June 28, 2007
Posted by: Dick Wilson
Start: Whitehorse, YT
Destination: Watson Lake, YT
Miles traveled: 280
Life has its little hiccups. One of ours came today. The battery in Steve’s bike, only 1½ years old, died abruptly last night without warning. The local Harley-Davison dealer kindly took him around to various locations in hopes of finding a suitable replacement which would fit into the confined space on his bike. It turns out his battery is long and skinny, and there were no replacements which would come anywhere near fitting. We both went to bed unsure of what we were going to do, hoping to check other cycle shops in the morning.

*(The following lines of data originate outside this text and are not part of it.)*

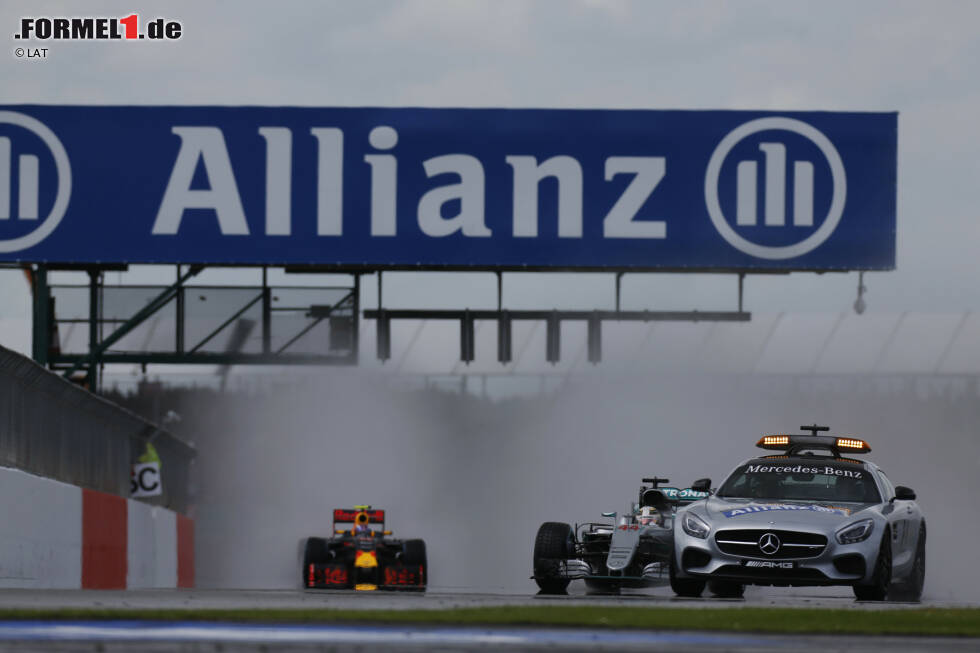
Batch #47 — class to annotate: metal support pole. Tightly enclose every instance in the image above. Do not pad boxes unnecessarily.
[262,265,272,354]
[738,272,745,313]
[175,263,185,354]
[616,272,625,313]
[88,270,101,394]
[61,265,204,379]
[32,264,52,367]
[496,270,504,311]
[351,272,361,365]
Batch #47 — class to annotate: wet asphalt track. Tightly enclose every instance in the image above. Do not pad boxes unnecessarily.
[0,588,980,653]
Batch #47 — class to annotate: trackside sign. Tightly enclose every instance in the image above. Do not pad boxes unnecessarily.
[0,106,897,271]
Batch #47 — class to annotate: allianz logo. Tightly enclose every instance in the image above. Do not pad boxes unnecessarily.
[0,111,846,259]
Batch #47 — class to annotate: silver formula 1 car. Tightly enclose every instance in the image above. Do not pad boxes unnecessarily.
[670,425,926,601]
[531,478,711,594]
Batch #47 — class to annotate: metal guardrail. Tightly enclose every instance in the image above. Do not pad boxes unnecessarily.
[0,347,197,513]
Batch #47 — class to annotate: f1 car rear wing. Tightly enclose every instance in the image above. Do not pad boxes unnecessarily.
[640,476,710,511]
[333,506,385,530]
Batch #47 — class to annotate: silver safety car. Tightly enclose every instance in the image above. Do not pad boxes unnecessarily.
[670,425,926,601]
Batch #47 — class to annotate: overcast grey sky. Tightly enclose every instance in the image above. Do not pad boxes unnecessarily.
[0,0,980,356]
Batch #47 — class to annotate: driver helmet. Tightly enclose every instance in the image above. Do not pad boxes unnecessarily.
[639,506,660,526]
[354,512,371,535]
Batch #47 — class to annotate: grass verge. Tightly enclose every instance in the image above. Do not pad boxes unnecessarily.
[0,606,980,637]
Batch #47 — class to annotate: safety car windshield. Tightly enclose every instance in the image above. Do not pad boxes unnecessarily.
[717,460,881,503]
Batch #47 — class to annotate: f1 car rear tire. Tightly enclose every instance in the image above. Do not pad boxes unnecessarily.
[889,524,926,603]
[534,521,575,594]
[670,555,707,599]
[708,580,745,599]
[854,531,892,601]
[300,537,330,587]
[402,540,429,588]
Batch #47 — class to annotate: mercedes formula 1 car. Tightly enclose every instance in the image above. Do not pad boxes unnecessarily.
[531,478,711,594]
[302,506,426,592]
[670,425,926,601]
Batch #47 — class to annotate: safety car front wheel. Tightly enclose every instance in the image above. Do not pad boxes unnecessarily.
[708,580,745,599]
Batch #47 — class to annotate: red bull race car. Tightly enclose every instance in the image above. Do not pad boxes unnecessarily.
[301,506,427,592]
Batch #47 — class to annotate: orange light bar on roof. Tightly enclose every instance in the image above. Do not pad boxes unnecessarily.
[755,435,789,449]
[755,435,789,449]
[837,438,871,453]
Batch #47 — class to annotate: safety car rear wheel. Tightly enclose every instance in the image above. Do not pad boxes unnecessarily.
[889,524,926,602]
[534,521,575,594]
[854,531,892,601]
[670,555,707,599]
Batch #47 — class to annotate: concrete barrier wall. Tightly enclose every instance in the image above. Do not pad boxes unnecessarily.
[0,467,194,589]
[126,500,177,588]
[0,468,82,588]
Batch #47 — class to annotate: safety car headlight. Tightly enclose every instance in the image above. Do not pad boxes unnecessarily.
[681,512,711,540]
[837,519,875,544]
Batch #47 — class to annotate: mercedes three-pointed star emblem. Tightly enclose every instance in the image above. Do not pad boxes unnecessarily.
[759,533,781,555]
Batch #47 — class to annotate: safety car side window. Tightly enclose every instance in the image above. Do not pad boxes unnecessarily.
[878,469,895,501]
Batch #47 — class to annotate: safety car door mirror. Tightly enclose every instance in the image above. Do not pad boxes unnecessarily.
[895,485,915,501]
[691,478,711,492]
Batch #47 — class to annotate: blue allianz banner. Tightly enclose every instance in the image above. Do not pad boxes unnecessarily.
[0,106,897,271]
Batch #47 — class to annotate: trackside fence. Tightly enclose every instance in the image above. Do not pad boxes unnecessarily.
[0,347,196,513]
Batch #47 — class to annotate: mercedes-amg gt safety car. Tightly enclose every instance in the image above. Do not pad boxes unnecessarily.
[301,506,427,592]
[670,425,926,601]
[531,477,711,594]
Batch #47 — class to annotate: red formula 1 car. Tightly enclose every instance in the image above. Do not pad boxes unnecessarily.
[302,506,427,592]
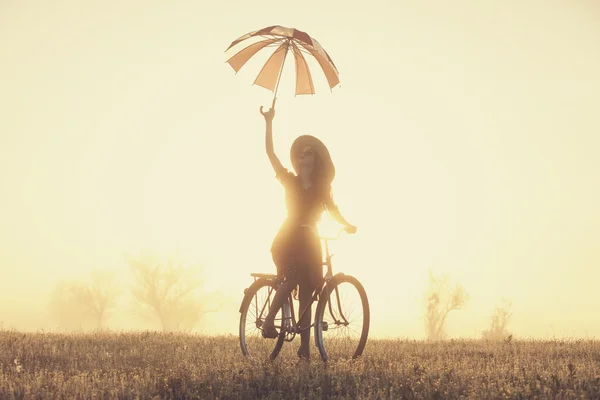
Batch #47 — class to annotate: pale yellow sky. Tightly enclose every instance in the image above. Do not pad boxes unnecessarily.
[0,0,600,338]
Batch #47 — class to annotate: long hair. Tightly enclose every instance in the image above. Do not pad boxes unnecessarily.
[310,152,334,216]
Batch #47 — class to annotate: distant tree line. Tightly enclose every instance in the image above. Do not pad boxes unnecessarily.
[49,254,222,331]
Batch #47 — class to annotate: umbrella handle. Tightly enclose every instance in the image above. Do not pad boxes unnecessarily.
[273,38,291,101]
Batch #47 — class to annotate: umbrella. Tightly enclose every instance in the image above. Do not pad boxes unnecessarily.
[225,25,340,98]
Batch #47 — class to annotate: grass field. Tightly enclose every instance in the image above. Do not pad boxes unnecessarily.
[0,331,600,399]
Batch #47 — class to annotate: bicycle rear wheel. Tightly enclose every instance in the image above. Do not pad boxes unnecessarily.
[315,274,371,361]
[239,278,285,360]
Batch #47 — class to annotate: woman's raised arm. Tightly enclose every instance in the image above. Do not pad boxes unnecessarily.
[260,99,284,174]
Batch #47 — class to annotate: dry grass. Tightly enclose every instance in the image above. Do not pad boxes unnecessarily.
[0,331,600,399]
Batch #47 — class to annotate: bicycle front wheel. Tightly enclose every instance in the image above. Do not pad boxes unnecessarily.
[315,274,371,361]
[240,279,285,360]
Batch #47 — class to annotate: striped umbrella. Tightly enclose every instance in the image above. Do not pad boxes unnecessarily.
[225,25,340,98]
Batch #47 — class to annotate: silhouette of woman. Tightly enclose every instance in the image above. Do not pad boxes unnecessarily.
[260,100,356,359]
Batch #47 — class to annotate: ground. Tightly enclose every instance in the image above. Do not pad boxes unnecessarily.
[0,331,600,399]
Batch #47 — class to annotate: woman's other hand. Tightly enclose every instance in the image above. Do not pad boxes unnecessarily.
[260,99,276,122]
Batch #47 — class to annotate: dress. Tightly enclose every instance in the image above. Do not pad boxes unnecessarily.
[271,168,324,289]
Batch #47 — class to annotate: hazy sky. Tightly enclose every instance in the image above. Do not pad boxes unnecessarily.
[0,0,600,338]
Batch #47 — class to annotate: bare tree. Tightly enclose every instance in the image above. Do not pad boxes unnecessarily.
[50,270,120,329]
[128,255,220,331]
[481,299,512,341]
[425,271,469,340]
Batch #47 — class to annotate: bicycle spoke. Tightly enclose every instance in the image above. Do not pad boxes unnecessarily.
[322,282,364,360]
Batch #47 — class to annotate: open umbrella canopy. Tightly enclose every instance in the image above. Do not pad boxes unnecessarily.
[226,25,340,96]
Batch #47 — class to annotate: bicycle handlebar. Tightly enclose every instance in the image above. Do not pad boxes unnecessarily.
[300,225,346,240]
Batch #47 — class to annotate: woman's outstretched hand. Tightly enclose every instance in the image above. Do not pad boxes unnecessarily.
[260,99,276,122]
[344,224,356,234]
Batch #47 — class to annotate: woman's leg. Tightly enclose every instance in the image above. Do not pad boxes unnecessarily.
[298,282,313,359]
[262,279,298,339]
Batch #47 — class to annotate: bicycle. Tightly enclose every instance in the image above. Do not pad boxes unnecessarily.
[239,225,370,362]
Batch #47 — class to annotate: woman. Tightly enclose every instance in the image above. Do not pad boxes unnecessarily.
[260,100,356,359]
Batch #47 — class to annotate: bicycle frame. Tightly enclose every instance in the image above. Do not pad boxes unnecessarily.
[252,225,349,341]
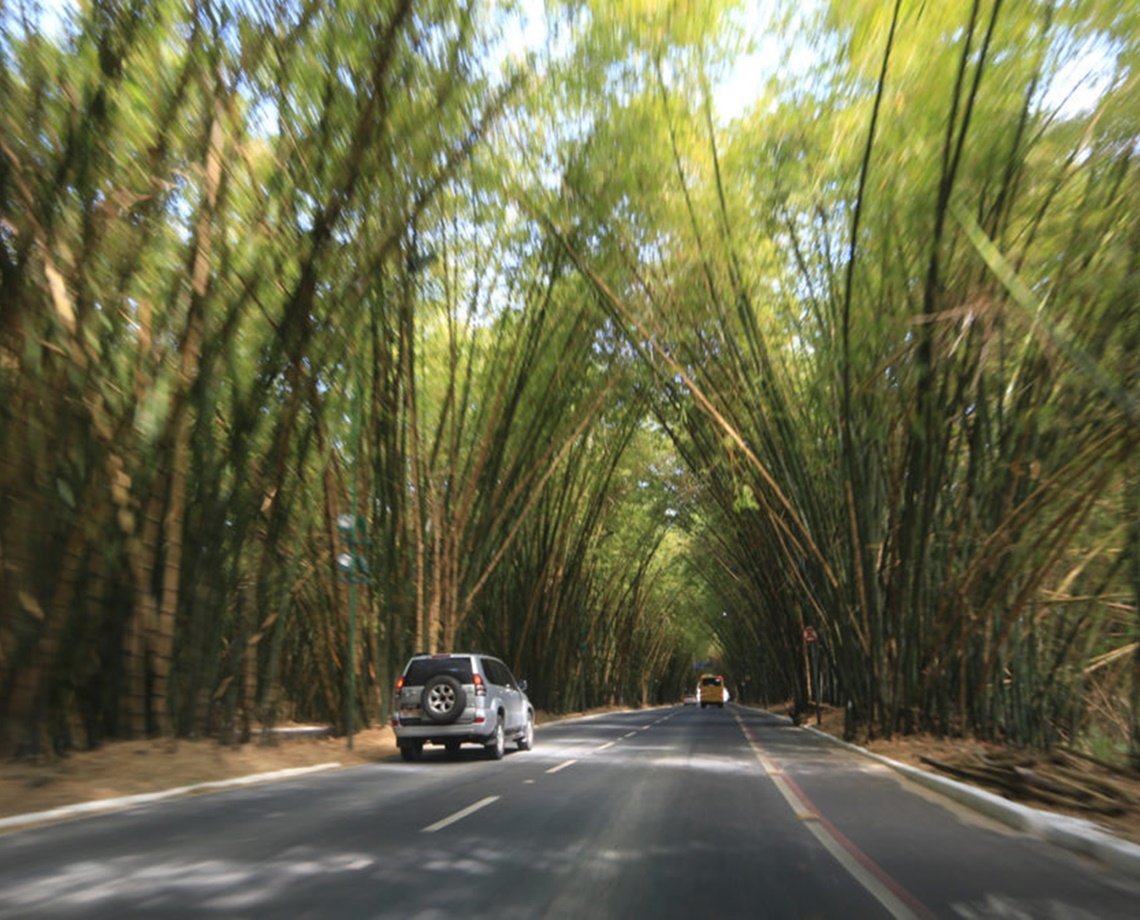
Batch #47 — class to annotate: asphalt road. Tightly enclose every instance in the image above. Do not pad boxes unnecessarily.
[0,705,1140,920]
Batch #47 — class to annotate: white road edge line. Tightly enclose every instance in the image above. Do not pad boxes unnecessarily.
[421,796,500,833]
[736,714,917,920]
[546,760,578,773]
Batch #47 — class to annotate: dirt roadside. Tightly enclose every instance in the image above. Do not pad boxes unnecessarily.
[0,708,1140,844]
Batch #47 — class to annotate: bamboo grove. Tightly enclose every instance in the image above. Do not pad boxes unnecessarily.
[0,0,1140,758]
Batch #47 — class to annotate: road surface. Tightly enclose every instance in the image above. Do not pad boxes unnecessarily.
[0,705,1140,920]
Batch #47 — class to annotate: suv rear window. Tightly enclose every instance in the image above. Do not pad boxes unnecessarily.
[404,656,474,686]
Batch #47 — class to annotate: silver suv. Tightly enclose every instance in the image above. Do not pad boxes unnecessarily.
[392,653,535,760]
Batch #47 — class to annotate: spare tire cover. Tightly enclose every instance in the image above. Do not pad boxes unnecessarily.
[420,674,467,725]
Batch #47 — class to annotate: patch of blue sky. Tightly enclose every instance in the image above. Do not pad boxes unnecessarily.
[1039,29,1123,119]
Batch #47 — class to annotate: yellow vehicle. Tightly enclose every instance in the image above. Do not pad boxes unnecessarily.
[697,674,728,709]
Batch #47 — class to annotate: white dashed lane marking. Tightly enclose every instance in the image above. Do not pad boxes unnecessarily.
[423,796,499,833]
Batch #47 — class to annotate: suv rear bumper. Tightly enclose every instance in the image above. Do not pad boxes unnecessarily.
[392,722,495,744]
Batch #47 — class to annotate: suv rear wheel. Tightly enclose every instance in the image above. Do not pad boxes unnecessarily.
[487,716,506,760]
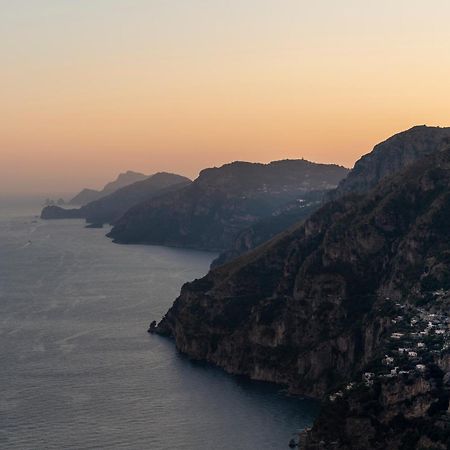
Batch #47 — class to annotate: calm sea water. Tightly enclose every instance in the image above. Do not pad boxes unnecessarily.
[0,200,317,450]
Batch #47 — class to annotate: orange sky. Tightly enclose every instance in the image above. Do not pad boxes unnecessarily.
[0,0,450,194]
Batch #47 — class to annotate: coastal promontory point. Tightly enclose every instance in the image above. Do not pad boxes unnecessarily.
[0,0,450,450]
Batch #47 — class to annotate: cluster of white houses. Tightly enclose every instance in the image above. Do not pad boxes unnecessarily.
[329,303,450,402]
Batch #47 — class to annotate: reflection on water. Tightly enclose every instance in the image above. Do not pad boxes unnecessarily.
[0,202,317,450]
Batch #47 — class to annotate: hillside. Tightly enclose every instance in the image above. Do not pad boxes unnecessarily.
[109,160,348,250]
[212,126,450,267]
[41,172,191,224]
[151,148,450,450]
[329,125,450,199]
[68,170,150,206]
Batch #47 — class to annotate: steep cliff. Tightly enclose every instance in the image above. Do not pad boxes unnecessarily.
[212,126,450,267]
[41,172,191,224]
[106,160,348,250]
[152,149,450,449]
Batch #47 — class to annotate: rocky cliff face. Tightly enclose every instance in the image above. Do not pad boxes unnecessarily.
[328,125,450,200]
[110,160,347,250]
[69,170,150,206]
[41,172,191,224]
[212,126,450,267]
[153,149,450,449]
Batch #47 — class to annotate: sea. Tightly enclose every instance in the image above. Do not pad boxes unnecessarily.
[0,198,318,450]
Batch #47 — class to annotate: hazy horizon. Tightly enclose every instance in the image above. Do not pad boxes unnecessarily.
[0,0,450,195]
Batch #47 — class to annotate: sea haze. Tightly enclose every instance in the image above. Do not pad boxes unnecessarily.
[0,200,317,450]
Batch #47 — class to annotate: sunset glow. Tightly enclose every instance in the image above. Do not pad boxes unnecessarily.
[0,0,450,193]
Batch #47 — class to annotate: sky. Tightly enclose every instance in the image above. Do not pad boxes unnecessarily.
[0,0,450,194]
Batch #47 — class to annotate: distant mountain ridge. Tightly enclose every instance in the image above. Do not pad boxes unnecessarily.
[109,160,348,250]
[328,125,450,200]
[150,147,450,450]
[68,170,150,206]
[41,172,191,224]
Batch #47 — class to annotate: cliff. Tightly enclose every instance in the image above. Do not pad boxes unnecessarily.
[109,160,348,250]
[41,172,191,224]
[152,149,450,450]
[328,125,450,200]
[212,126,450,267]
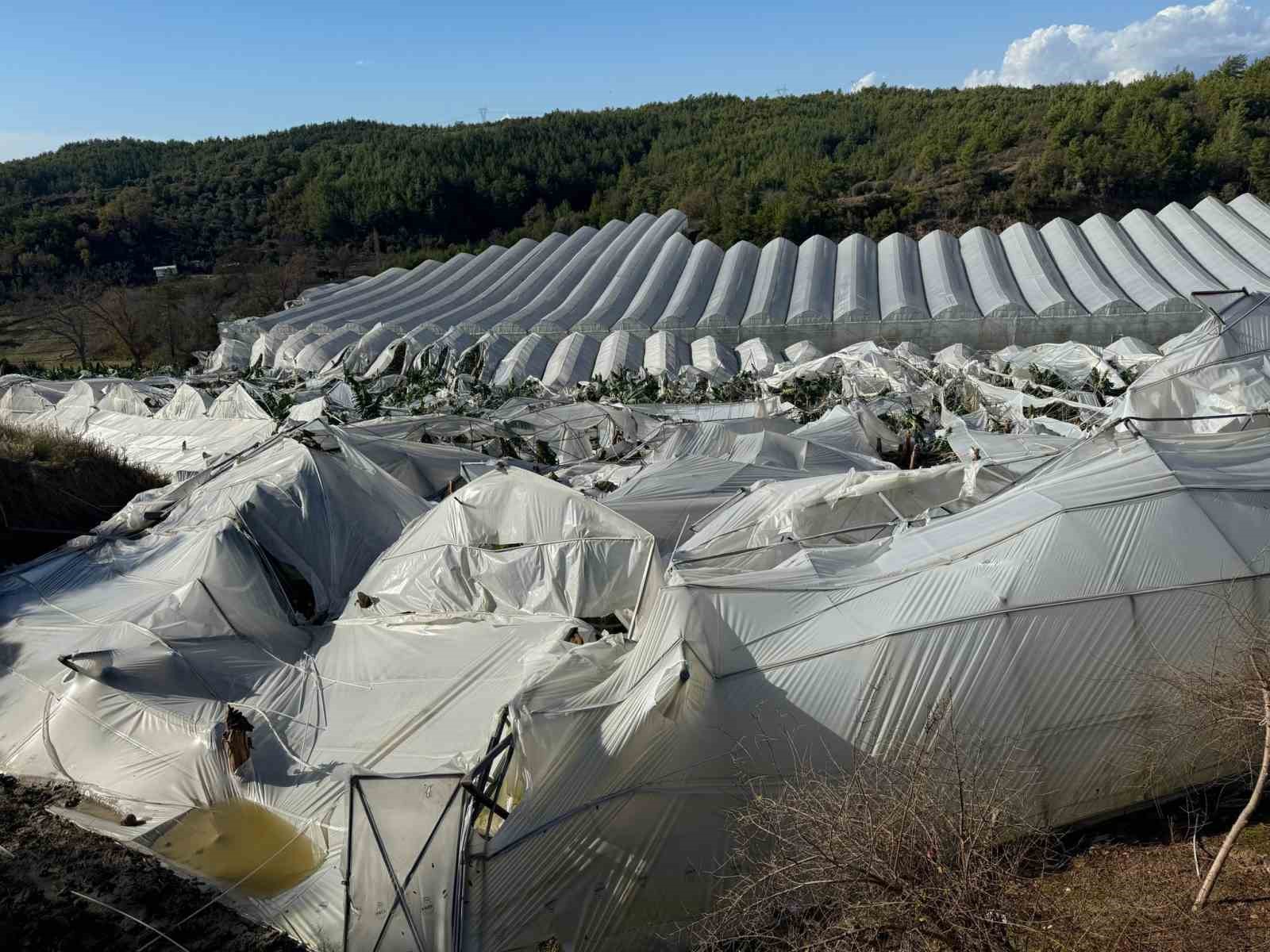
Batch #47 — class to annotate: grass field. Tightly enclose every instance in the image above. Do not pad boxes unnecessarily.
[0,421,164,567]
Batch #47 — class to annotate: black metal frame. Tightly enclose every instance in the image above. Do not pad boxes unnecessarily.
[460,706,516,838]
[343,773,466,952]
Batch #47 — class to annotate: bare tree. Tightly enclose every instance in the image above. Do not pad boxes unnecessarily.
[330,244,357,281]
[690,704,1054,952]
[278,251,309,303]
[1138,582,1270,912]
[21,278,95,367]
[67,279,154,367]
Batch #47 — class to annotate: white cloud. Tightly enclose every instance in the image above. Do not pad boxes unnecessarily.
[961,0,1270,87]
[851,70,881,93]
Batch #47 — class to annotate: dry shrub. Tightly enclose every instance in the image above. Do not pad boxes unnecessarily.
[1137,582,1270,912]
[690,706,1056,952]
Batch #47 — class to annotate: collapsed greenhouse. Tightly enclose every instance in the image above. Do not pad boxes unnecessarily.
[0,206,1270,950]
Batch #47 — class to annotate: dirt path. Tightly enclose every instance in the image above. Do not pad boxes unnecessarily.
[0,776,303,952]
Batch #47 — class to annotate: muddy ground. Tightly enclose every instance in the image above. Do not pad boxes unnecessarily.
[0,776,303,952]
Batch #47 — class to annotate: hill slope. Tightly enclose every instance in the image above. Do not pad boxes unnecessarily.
[0,57,1270,290]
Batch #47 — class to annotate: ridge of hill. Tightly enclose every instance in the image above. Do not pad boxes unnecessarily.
[0,57,1270,292]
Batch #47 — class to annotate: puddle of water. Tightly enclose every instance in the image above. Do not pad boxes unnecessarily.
[154,800,322,899]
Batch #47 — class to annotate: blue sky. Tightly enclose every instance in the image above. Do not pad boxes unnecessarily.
[0,0,1270,160]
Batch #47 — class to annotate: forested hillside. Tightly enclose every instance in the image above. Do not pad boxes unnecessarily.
[0,57,1270,298]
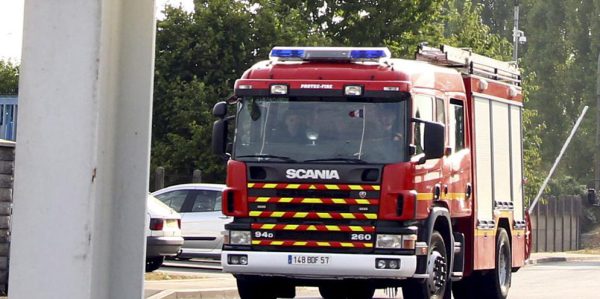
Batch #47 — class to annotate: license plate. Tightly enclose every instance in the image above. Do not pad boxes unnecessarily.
[288,254,331,265]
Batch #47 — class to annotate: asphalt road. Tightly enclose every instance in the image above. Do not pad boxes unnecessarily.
[160,260,600,299]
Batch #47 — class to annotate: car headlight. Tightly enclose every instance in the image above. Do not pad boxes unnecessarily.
[229,230,252,245]
[375,234,417,249]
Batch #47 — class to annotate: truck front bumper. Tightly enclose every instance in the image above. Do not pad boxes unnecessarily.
[221,251,417,279]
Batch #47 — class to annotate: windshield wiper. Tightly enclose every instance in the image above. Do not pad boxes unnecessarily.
[236,154,298,163]
[303,158,367,164]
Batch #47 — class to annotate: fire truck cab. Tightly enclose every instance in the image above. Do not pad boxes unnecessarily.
[213,45,528,298]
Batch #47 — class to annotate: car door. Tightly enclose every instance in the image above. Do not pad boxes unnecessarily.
[181,190,231,251]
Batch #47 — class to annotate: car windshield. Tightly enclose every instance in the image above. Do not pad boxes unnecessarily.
[233,97,407,163]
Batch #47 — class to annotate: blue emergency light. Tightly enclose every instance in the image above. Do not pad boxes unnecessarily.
[269,47,392,61]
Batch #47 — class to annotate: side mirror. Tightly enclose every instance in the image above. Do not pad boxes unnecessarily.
[212,119,228,156]
[420,120,446,159]
[213,102,227,119]
[588,189,600,207]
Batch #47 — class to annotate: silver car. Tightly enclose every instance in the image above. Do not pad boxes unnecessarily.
[152,184,232,259]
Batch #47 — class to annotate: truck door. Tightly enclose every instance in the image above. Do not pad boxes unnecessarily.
[443,99,472,216]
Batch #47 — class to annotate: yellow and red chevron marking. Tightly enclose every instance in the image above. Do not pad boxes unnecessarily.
[249,211,377,220]
[252,223,375,233]
[248,197,378,205]
[248,183,381,191]
[252,240,373,248]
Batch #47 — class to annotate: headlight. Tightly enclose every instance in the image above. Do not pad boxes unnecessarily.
[229,230,252,245]
[375,235,417,249]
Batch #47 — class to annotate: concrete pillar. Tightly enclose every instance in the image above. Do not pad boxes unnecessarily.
[9,0,155,299]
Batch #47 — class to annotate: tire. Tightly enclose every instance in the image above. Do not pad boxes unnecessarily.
[236,277,277,299]
[146,256,165,272]
[481,228,512,299]
[402,230,451,299]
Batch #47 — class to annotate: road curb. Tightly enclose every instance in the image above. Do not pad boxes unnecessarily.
[146,288,238,299]
[525,257,567,265]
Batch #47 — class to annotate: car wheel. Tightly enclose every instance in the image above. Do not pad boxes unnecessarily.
[146,256,165,272]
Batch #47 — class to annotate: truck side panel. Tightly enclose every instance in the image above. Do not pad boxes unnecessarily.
[467,79,524,270]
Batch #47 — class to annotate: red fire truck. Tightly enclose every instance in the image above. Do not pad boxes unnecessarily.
[213,44,528,298]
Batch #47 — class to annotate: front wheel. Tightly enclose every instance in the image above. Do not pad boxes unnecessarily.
[146,256,165,272]
[402,231,451,299]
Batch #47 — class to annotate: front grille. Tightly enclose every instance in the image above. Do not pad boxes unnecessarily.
[248,184,380,252]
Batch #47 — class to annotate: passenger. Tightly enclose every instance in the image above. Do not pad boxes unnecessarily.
[379,109,402,141]
[277,109,308,143]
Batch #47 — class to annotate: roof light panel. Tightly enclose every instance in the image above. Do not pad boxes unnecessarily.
[269,47,391,61]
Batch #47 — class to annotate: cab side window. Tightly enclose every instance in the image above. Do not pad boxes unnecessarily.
[449,99,465,152]
[412,95,437,154]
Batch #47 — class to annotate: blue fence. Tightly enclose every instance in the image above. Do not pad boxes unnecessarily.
[0,96,17,141]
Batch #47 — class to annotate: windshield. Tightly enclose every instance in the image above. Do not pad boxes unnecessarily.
[233,97,407,163]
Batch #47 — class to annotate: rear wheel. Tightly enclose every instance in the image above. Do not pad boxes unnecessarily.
[481,228,512,299]
[402,231,451,299]
[146,256,165,272]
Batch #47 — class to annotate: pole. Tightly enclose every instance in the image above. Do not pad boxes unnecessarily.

There were not many additional options in Whitehorse, which is a small town, although they do have a reasonably well- stocked Wal-Mart. This morning Steve and I concluded that great minds think alike, as during the night we had both thought of strapping an appropriate 12-volt battery to the luggage rack of his bike, running wires forward to the battery compartment to "wire him for sound." Steve put his Yankee ingenuity to work, acquiring a battery cable and tie-down straps. By noon he had a strong battery perched on the back of his bike. We concluded that all it needed now was appropriate housing. Perhaps when he returns home, he could build a bird house in which his battery could ride. It might even be a better alternative than purchasing a battery specifically designed for his bike.
We were then off to Watson Lake. Except for a little heavy dew, the ride was uneventful. We are now out of the spectacular mountain country. The road travels through predominantly evergreen forests and occasionally past lakes which are wonderfully clear with deep blue water. The rivers localized here no longer have a glacial influence, being either milky in color or somewhat muddy from the excessive spring run off. They too run through heavily forested regions. I was thinking–wouldn’t it be great to canoe down one of these rivers and fish on the way. The only challenge would be dealing with the Yukon "provincial bird," the mosquito, which seems more prevalent here than in Alaska, undoubtedly related to the standing water which is everywhere.
We checked into the Air Force Lodge. This has no military background, but the walls are covered with neat photos of WWII aircraft. This was of particular appeal to Steve who, as you know, is a retired Navy Aviator. Tomorrow we hit the Cassiar Highway and will be leaving the Yukon for British Columbia.